With ‘Between Heaven & Earth’ Winn-Lederer explores the chain of Torah interpretation

With ‘Between Heaven & Earth’ Winn-Lederer explores the chain of Torah interpretation

As a teenage artist immersing in Judaism at a summer retreat in Connecticut, Ilene Winn-Lederer asked a friend if she could take his photograph before everyone returned home.
“He goes, ‘No! I can’t allow it,’” Winn-Lederer said, sitting in the dining room of her home in Greenfield, mimicking her friend shielding his face. “I go, ‘Huh? How come?’”
“He says, ‘Uh! Because of the Second Commandment!’” Winn-Lederer recalled. “And I go, ‘What’s that?’ And he said to me: ‘No graven images.’”
That admonition made a deep and immediate impression on Winn-Lederer; she didn’t draw or paint for a year.
Although Winn-Lederer now paints and draws prolifically, the echo of the Second Commandment still rings in her ears, especially as she approached her most ambitious project to date: “Between Heaven and Earth,” a new, illustrated Torah commentary that elucidates each parsha with images from midrash, kabbalah, folklore and legend.
Winn-Lederer is not alone in her concern. Generations of Jewish artists have struggled to reconcile their imaginations with warning of the Second Commandment. Cynthia Ozick, an author who contributed to Winn-Lederer’s interest in how mystical and mundane elements interact, once wrote, “Does the Commandment against idols warn even ink?”
Reading and researching led Winn-Lederer to the artistic path forged by Betzalel, the biblical artisan who built the desert tabernacle. “I decided here’s a guy who was gifted, by God, and was allowed to create this magnificent beis hamidrash, every beautiful item that adorned it, that was used in the rituals. How could that be wrong?” Winn-Lederer said. “And then of course I learned about chidur mitzvah, which was creating things for the beauty of worshipping God. So I said, ‘Can’t what I do be part of that?’”
Raised in Chicago, where she spoke only Yiddish for the first five years of her life, Winn-Lederer now lives in Pittsburgh and her work is well known here. Her banner proclaiming “L’shana Tova” currently hangs in the Jewish Community Center, as do her flags illustrating the 13 tribes of Israel.
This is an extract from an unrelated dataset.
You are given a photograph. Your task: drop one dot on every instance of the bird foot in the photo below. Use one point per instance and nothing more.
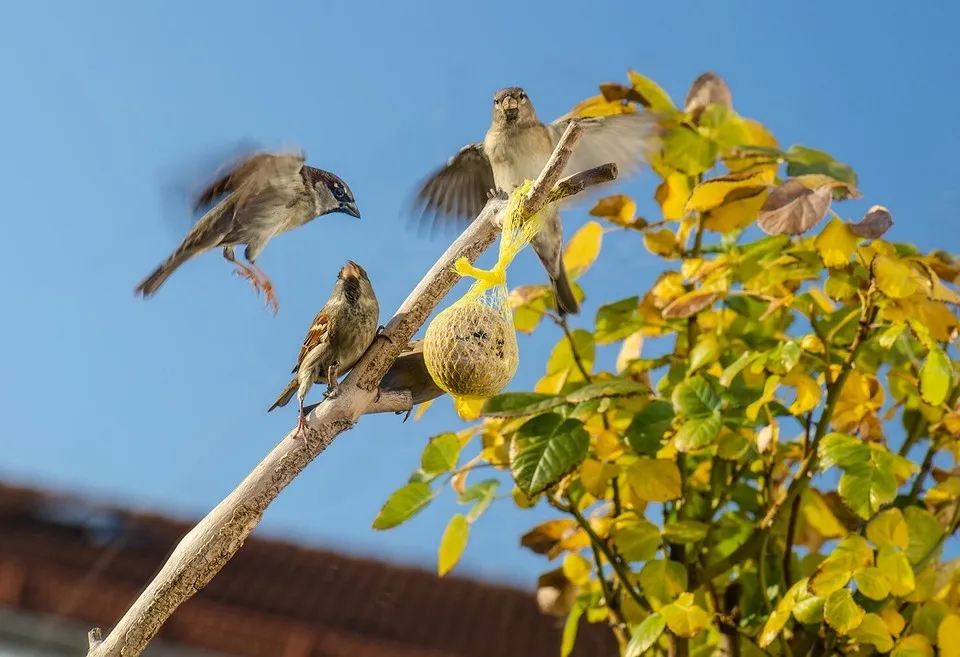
(260, 283)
She has contributed numerous covers for The Chronicle over the years. Her work adorns gallery walls and the pages of many books.
“Between Heaven and Earth,” though, is her first solo book, and in looking over the finished work, Winn-Lederer said it feels like her decades of Judaic art all led to this.
“I tell people: This is my bat mitzvah and Ph.D. rolled up in one,” Winn-Lederer said.
She spent nearly six years actively researching and producing the book, and the previous 20 years dreaming about it, a timeline beginning in the 1980s, when she made a special invitation for her son’s bar mitzvah, a three-fold illustration inspired by the parsha.
The invitation Winn-Lederer created lead to commissions through the years, and eventually to an offer from her publisher to illustrate the entire Torah in similar fashion.
“Between Heaven and Earth” is split into two parts: first, illustrations of each parsha, and then explanations of the images. And each reveals nuances on subsequent viewings.
For Parsha Va-Yetza, Winn-Lederer represents the dream of Jacob’s Ladder as the string game of the same name. This Jacob’s Ladder starts with strands of Jacob’s hair, but becomes ethereal and translucent as it rises, culminating in a heavenly hand. This, Winn-Lederer writes, is “a metaphor for the mystical process of ascending toward and achieving spiritual inspiration and then descending to disseminate this learning.”
“Between Heaven and Earth” imaginatively sidesteps the Second Commandment, and nowhere more so than in its depictions of the divine. Throughout the book, Winn-Lederer represents the shechina, or the divine presence, as the invisible space behind a golden mask: a visible intermediary separate humanity from something it cannot physically see.
“I was a little bit afraid to pursue some of the imagery that I ultimately chose, but then I decided: If it appeared to me in my imagination, it’s got to be right. It’s got to be there. It’s got to come out. I decided I couldn’t be afraid anymore,” Winn-Lederer said.
Like any Torah commentary, the scholarship that went into “Between Heaven and Earth” is both its offering to the world and its own defense against criticism. Winn-Lederer said she gathered sources from across the history of ideas to not come across as an “ignoramus.”
“In years to come, people will read this and look at it and maybe come up with other ideas that I didn’t include,” Winn-Lederer said. “Which is the whole point: that it’s my contribution in the chain of biblical scholarship. It’s my link, so to speak.”